Re-using a recipe (on the same or new data)

Once a mass2.Channels object is created from raw LJH files, an existing recipe can be loaded from a file and executed on the raw data. The result will be that the dataframe for each Channel will now contain the derived fields, including {"energy_5lagy_best", "pretrig_mean"}, as well as any fields computed along with them, or on the direct path to them.

pn_pair = pulsedata.pulse_noise_ljh_pairs["bessy_20240727"]
data_replay = mass2.Channels.from_ljh_folder(
    pulse_folder=pn_pair.pulse_folder,
    noise_folder=pn_pair.noise_folder
).with_experiment_state_by_path()
data_replay = data_replay.load_recipes(trimmed_recipe_file)

Further examples

There are more examples of how one can use the Mass2 approach to data analysis in the examples/ directory, in the form of Marimo notebooks. Many examples in the top level of that directory have been designed for use on data found in the https://github.com/ggggggggg/pulsedata repository, so they should work for any user of Mass. Other examples rely on data that isn't public, but they can still be useful training materials for ways to use Mass2.

Marimo is similar to Jupyter, but it has some nice advantages. It stores notebooks as pure Python (vs JSON for Jupyter).

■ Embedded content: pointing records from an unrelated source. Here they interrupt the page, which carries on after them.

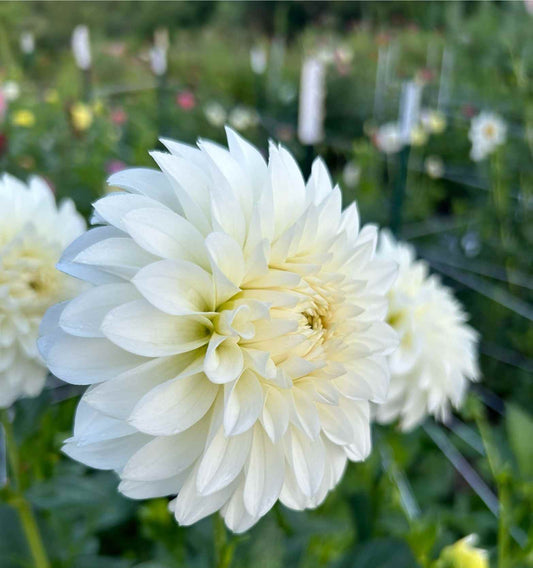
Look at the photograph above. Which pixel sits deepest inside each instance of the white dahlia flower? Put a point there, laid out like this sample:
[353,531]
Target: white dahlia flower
[487,131]
[388,138]
[233,336]
[33,234]
[437,355]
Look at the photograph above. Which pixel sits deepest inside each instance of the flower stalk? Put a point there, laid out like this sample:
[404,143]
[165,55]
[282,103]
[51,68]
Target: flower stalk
[17,500]
[224,547]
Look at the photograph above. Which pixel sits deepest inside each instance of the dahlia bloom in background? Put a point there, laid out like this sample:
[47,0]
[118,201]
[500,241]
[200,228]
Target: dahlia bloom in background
[487,132]
[388,138]
[463,554]
[233,336]
[437,355]
[33,234]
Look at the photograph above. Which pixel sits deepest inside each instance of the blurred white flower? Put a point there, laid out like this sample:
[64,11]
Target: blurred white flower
[33,234]
[215,114]
[418,136]
[161,39]
[463,554]
[158,60]
[81,47]
[258,59]
[388,138]
[433,121]
[487,131]
[242,118]
[27,43]
[233,337]
[11,90]
[311,109]
[351,174]
[437,355]
[434,167]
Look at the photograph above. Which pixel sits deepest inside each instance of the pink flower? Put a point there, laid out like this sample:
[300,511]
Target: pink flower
[186,100]
[114,166]
[118,116]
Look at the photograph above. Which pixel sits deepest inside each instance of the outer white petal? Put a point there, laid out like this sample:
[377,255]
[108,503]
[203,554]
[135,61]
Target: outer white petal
[174,406]
[222,461]
[83,316]
[166,234]
[142,329]
[243,403]
[176,287]
[264,474]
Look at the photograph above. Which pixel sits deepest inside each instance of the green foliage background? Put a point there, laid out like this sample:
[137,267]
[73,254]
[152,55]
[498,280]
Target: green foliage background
[473,225]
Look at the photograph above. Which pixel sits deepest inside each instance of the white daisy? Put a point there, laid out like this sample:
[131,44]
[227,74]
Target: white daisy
[33,234]
[437,355]
[487,132]
[233,337]
[388,138]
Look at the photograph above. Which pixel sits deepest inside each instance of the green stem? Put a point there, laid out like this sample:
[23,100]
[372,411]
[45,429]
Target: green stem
[224,548]
[19,502]
[398,192]
[501,484]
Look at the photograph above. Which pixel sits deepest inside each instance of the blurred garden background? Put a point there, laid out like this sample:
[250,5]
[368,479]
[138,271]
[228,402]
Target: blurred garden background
[183,70]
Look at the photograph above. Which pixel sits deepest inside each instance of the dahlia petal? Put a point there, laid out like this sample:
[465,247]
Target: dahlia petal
[368,378]
[319,184]
[288,188]
[112,208]
[151,489]
[145,181]
[335,424]
[232,173]
[91,274]
[190,506]
[250,159]
[91,426]
[119,256]
[222,461]
[307,460]
[107,454]
[235,515]
[224,360]
[176,287]
[140,328]
[83,316]
[174,406]
[359,413]
[264,475]
[50,321]
[83,361]
[291,495]
[117,397]
[275,416]
[304,413]
[190,184]
[226,254]
[243,403]
[167,235]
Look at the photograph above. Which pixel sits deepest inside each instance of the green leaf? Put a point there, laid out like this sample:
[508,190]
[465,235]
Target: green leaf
[384,553]
[520,432]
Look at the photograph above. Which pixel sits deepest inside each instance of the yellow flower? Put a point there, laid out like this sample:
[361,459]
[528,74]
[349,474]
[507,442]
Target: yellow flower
[418,136]
[24,118]
[98,107]
[463,554]
[82,116]
[51,96]
[433,121]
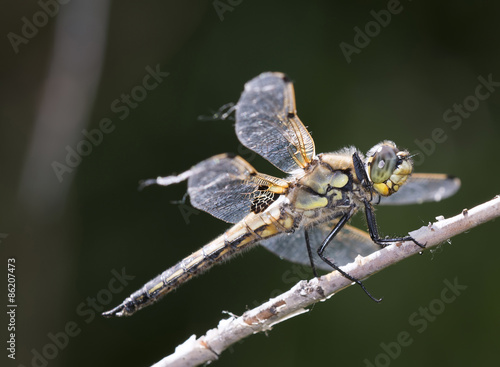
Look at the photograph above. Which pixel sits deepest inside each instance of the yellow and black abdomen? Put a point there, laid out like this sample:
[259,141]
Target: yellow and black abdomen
[242,235]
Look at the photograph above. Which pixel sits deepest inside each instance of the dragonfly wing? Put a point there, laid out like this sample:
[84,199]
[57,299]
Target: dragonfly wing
[423,187]
[343,249]
[229,188]
[267,122]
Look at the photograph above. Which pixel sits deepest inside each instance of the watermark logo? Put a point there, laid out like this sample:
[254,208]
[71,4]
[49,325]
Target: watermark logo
[454,117]
[420,321]
[3,236]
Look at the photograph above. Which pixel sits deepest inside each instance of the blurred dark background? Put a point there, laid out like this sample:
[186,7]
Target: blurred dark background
[71,69]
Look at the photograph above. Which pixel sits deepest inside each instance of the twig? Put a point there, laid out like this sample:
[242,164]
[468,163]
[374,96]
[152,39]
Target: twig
[196,351]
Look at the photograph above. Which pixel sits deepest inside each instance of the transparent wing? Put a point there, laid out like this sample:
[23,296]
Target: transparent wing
[229,188]
[349,243]
[423,187]
[267,122]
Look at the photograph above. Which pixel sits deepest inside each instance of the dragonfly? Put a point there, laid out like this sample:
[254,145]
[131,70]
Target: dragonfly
[303,217]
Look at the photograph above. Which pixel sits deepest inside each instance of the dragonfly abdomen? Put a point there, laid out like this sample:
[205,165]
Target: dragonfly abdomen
[241,236]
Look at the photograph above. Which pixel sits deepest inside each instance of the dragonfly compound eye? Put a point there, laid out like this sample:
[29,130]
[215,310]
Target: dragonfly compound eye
[383,164]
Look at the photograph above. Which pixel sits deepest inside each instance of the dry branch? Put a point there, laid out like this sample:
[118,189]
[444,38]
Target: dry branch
[196,351]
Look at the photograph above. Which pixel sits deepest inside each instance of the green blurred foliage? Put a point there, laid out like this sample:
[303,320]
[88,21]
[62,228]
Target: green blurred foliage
[398,87]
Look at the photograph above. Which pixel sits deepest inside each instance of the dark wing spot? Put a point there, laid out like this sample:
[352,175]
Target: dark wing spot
[262,200]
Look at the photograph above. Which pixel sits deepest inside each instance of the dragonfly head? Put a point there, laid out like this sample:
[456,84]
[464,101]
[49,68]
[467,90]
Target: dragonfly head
[388,167]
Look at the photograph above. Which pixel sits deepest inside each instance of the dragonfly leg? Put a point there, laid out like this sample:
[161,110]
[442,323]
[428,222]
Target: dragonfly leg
[373,229]
[324,245]
[309,252]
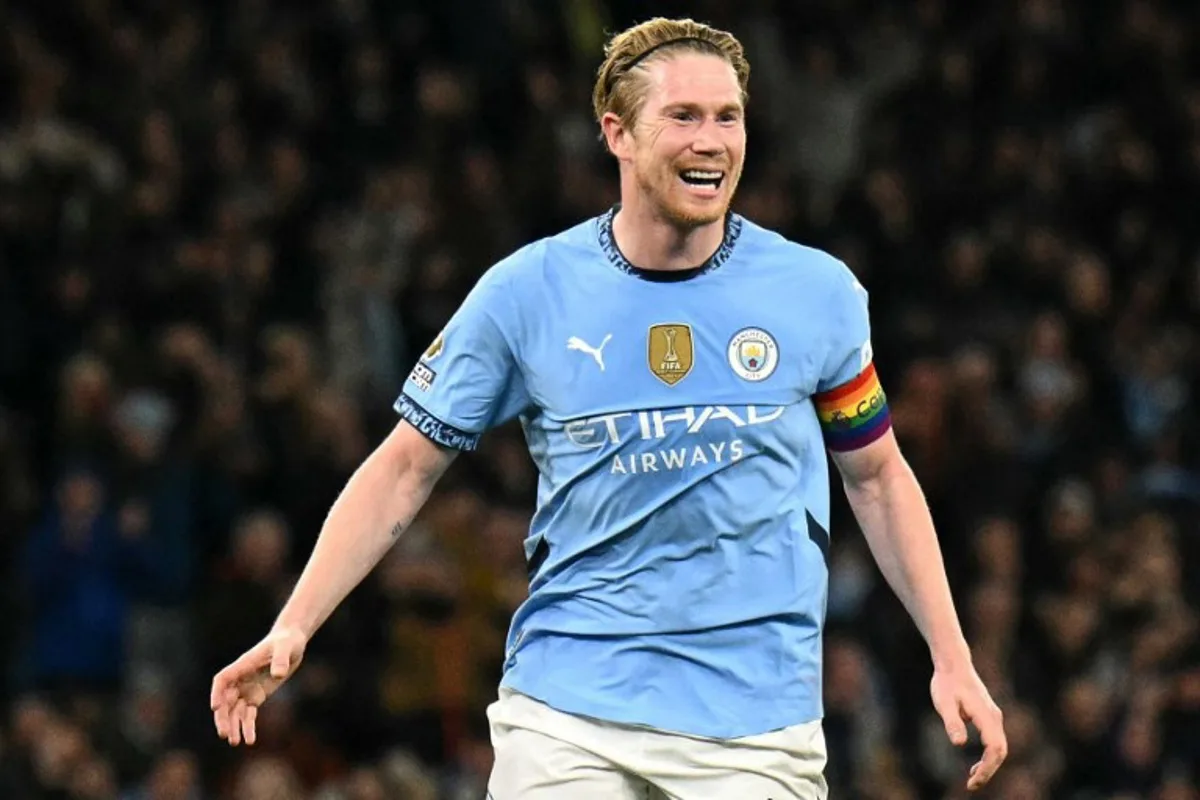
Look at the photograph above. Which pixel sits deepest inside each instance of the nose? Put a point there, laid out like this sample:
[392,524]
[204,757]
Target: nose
[708,140]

It uses a reactive execution model with an understanding of the data-flow dependency graph. This fixes a lot of the hidden-state and unexpected behavior that often come with Jupyter's linear-flow (top-to-bottom) execution model. Another really cool Marimo feature (though it's still a bit buggy) is that Matplotlib figure can be rendered and made interactive in the web browser (rather than having to explicitly set x/y limits and re-run a cell)--the result is closer to what you expect from an iPython session.

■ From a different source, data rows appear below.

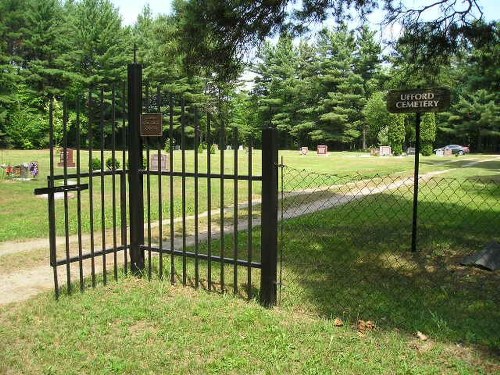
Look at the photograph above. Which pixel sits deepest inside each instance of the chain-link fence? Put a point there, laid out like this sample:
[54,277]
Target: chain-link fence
[346,252]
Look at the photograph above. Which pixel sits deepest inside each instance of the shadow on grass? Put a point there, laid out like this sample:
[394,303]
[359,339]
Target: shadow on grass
[354,261]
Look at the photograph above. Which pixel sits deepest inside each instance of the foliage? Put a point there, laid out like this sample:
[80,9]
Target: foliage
[112,163]
[95,164]
[427,133]
[377,117]
[396,133]
[216,33]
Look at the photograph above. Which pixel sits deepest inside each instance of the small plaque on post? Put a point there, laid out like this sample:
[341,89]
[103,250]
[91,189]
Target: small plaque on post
[151,125]
[418,100]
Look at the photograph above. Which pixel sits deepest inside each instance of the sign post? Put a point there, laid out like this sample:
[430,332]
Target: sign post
[417,101]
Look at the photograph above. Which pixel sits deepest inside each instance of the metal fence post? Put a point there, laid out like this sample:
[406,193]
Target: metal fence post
[414,227]
[135,178]
[269,215]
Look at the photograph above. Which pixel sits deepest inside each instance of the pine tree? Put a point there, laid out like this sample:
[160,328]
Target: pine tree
[427,133]
[339,111]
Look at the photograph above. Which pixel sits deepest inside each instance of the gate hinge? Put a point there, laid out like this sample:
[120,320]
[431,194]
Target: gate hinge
[61,189]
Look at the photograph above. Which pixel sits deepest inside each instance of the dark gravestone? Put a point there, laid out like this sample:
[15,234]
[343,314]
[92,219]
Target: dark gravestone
[69,159]
[322,150]
[489,258]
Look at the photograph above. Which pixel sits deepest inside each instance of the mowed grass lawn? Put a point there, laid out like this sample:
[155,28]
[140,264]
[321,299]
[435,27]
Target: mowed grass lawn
[136,326]
[24,216]
[141,327]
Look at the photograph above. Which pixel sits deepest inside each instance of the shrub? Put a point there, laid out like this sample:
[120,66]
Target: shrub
[95,164]
[112,163]
[167,145]
[426,149]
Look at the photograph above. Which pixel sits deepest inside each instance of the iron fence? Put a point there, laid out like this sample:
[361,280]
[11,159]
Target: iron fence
[345,251]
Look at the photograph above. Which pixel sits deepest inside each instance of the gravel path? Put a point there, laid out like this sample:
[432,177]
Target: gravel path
[23,284]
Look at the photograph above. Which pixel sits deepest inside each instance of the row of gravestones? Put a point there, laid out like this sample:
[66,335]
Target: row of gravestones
[320,150]
[23,170]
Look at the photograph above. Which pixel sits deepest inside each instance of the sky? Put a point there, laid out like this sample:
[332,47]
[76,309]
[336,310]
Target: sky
[129,9]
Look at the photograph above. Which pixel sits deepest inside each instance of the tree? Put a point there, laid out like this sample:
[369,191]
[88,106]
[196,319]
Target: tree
[339,111]
[218,32]
[427,133]
[475,121]
[275,86]
[96,43]
[396,133]
[367,64]
[42,47]
[377,117]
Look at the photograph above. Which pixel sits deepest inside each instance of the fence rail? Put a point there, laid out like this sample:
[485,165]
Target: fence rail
[346,251]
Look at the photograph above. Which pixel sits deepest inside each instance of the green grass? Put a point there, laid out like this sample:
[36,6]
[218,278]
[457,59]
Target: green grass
[25,216]
[351,262]
[151,327]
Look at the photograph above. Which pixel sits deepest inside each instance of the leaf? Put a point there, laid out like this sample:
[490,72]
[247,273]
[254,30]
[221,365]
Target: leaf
[421,336]
[337,322]
[365,326]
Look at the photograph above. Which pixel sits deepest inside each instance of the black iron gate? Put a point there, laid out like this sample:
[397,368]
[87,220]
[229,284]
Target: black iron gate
[172,204]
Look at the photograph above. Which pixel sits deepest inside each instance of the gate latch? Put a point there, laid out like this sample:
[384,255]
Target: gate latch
[61,189]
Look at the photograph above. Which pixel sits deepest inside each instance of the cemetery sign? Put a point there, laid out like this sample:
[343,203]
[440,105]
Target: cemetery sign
[418,100]
[151,125]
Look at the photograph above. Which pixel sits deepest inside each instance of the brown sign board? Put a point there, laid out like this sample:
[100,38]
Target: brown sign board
[161,166]
[151,125]
[418,100]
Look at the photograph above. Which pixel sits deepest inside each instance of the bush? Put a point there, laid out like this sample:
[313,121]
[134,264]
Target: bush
[426,149]
[95,164]
[144,163]
[167,145]
[112,163]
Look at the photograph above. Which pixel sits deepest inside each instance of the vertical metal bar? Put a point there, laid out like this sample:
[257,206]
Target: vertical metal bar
[221,163]
[79,194]
[160,195]
[196,199]
[51,201]
[171,188]
[66,205]
[183,183]
[282,223]
[148,202]
[136,197]
[91,191]
[123,184]
[235,209]
[103,208]
[269,215]
[209,203]
[250,217]
[148,190]
[415,184]
[113,179]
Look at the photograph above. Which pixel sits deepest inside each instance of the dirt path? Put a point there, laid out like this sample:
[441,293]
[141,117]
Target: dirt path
[23,284]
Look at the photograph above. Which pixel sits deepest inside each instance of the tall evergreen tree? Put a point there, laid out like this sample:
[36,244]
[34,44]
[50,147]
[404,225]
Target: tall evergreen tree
[339,111]
[367,63]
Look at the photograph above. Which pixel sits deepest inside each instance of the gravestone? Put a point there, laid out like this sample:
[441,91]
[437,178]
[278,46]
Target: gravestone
[69,159]
[385,151]
[322,150]
[162,166]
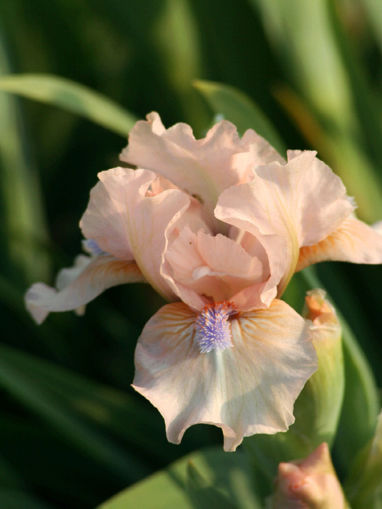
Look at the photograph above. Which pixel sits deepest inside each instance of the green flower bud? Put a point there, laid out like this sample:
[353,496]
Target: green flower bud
[310,483]
[318,407]
[364,484]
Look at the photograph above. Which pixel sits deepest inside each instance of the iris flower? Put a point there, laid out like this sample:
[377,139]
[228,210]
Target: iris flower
[217,226]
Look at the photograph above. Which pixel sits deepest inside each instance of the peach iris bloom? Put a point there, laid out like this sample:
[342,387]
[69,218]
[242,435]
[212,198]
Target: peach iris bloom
[217,226]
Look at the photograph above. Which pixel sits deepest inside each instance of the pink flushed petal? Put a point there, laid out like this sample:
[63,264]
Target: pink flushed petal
[202,168]
[353,241]
[303,197]
[244,389]
[79,285]
[234,207]
[104,221]
[226,256]
[147,218]
[212,266]
[300,202]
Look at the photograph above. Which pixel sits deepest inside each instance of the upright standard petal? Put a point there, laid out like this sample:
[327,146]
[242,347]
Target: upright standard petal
[302,201]
[215,267]
[353,241]
[246,383]
[80,284]
[203,168]
[144,218]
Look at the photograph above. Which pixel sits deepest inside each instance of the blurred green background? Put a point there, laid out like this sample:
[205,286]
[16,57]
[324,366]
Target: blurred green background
[72,431]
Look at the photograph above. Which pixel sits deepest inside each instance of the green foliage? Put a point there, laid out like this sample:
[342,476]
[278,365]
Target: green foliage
[72,97]
[235,106]
[207,478]
[364,483]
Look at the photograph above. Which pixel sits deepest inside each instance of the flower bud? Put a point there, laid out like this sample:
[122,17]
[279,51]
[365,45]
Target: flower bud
[310,483]
[364,483]
[318,407]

Marimo is easy to start from the command line. The marimo shell command will start a marimo server running, which both serves web pages and runs the underlying Python code. Here are a few examples of how to start marimo:

cd ~/where/I/stored/mass2

# Each of the following commands starts a local Marimo webserver,
# then opens a brower tab pointing to it. They also...

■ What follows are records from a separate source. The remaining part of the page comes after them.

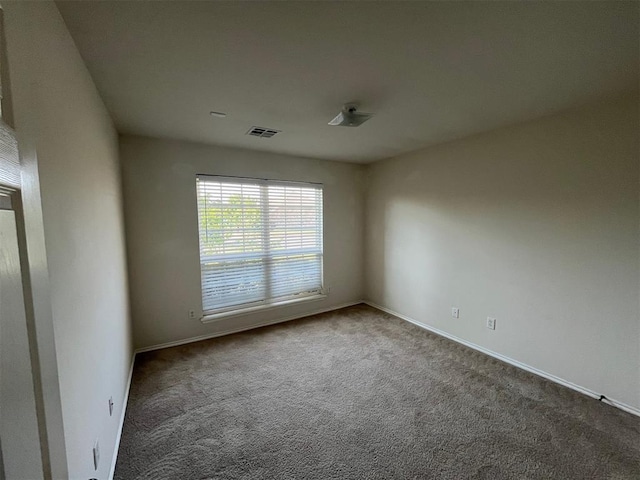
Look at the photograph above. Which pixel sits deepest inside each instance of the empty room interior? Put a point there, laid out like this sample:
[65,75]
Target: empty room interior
[319,240]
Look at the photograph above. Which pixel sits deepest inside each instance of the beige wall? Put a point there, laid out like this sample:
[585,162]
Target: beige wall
[70,155]
[162,231]
[536,225]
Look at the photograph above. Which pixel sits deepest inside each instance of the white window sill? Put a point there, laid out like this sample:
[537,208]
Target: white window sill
[260,308]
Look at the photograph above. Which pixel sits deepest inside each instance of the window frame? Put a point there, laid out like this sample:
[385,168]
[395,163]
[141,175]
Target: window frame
[264,303]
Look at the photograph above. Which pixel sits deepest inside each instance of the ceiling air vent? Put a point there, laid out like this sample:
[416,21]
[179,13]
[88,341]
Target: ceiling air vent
[262,132]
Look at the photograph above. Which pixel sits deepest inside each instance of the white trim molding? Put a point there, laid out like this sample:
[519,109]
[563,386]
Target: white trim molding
[515,363]
[245,328]
[125,402]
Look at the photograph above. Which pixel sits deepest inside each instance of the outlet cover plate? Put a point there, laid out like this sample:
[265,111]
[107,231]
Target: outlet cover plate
[96,454]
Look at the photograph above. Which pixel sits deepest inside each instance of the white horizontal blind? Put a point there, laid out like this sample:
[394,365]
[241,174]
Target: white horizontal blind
[260,241]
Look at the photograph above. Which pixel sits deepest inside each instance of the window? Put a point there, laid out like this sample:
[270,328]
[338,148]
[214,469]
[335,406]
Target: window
[260,242]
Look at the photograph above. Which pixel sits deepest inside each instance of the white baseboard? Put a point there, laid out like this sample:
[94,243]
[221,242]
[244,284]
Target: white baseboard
[125,401]
[515,363]
[243,329]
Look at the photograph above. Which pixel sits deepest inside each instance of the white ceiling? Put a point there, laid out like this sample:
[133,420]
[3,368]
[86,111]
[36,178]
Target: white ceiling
[430,71]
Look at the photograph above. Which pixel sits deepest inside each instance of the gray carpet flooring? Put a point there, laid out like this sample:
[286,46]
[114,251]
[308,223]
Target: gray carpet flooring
[359,394]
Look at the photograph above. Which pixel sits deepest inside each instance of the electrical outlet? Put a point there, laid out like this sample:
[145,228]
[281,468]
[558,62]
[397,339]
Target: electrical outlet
[96,454]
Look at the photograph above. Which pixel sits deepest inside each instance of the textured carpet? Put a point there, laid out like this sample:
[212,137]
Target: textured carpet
[359,394]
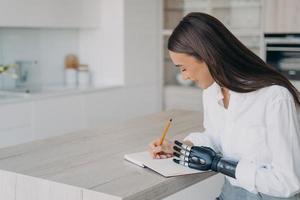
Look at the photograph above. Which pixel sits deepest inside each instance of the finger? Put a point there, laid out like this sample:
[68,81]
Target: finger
[183,146]
[197,166]
[162,156]
[181,157]
[169,155]
[181,162]
[181,151]
[157,149]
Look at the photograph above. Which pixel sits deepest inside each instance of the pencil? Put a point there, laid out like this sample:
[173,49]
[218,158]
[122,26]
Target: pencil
[165,132]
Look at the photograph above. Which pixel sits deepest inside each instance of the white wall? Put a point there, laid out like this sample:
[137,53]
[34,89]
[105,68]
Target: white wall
[136,58]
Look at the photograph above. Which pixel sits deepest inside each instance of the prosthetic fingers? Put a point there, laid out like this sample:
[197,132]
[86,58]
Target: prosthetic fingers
[203,158]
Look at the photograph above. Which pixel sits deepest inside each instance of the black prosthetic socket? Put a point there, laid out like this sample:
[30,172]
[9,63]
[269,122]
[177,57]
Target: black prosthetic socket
[224,166]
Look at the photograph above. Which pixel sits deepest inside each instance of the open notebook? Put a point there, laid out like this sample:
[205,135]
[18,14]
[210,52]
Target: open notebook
[165,167]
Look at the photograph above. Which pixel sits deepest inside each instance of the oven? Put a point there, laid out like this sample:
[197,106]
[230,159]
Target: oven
[282,51]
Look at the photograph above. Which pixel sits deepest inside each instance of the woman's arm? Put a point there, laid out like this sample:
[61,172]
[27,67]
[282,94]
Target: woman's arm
[281,177]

# ...display a chooser to select whatever example you like:
marimo edit examples

# ...display one specific example notebook, with (editable) code:
marimo edit examples/bessy_20240727.py

# ...display a notebook's results, but not the code that created it:
marimo run examples/ebit_juy2024_from_off.py

We strongly suggest exploring a couple of these notebooks as you launch your adventure with Mass2.